As COVID-19 restrictions loosen in institutions across the province, the Ministry of the Solicitor General confirmed that visits are resuming "subject to enhanced health and safety procedures" at the Barton jail.
The decision comes less than a month after some inmates at the facility staged a hunger strike.
Prisoners began refusing some meals toward the end of June to protest the declining food quality at the prison. The Barton Prisoner Solidarity Project had said one of the concerns being raised was a call for the resumption of visits.
The group previously said that allowing visits again was a concession made during the strike.
The ministry opposes that claim, saying that the "recent meal refusal had no bearing on the decision to allow visits."
The ministry confirmed that inmates stopped refusing meals on June 30. Inmates are given "three nutritionally balanced meals plus one snack each day," it said, with food options that follow the country's food guide and contain nutrients for good health.
All visits must be pre-scheduled by a phone call to the jail. Once there, visitors must undergo a health screening and wear face masks or coverings.
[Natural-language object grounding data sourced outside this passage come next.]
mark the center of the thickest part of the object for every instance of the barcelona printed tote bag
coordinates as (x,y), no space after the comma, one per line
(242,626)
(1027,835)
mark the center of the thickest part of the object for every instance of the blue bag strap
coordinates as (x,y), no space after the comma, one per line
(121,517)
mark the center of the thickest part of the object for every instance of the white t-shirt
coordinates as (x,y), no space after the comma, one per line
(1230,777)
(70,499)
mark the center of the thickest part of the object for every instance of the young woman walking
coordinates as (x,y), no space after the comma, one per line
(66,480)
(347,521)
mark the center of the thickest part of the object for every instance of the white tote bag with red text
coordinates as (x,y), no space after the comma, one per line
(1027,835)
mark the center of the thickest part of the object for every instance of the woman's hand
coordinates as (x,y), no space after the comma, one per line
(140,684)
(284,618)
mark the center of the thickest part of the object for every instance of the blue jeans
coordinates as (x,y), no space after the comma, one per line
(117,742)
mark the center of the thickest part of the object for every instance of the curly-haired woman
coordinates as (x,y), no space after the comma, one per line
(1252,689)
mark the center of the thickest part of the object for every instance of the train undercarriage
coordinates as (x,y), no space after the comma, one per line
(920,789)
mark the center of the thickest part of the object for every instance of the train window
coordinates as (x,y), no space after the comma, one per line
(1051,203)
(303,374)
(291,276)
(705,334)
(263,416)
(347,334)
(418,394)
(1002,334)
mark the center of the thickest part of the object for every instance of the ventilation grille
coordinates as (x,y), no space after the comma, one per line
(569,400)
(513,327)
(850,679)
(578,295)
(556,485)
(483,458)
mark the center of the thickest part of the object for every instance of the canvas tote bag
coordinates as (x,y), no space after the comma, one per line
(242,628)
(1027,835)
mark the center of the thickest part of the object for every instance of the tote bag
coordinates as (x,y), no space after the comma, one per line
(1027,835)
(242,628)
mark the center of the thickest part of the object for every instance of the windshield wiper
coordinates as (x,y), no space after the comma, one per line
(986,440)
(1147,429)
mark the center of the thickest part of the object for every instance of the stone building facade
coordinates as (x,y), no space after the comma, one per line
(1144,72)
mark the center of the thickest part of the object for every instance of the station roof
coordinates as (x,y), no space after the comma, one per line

Visits at most institutions across the province will take place through a protective physical barrier, the ministry says, although some institutions — such as Toronto South Detention Centre and South West Detention Centre — may offer options for video conferencing.
The visitation areas will be cleaned and disinfected before and after each visit. The ministry said public areas will continue to undergo "enhanced cleaning."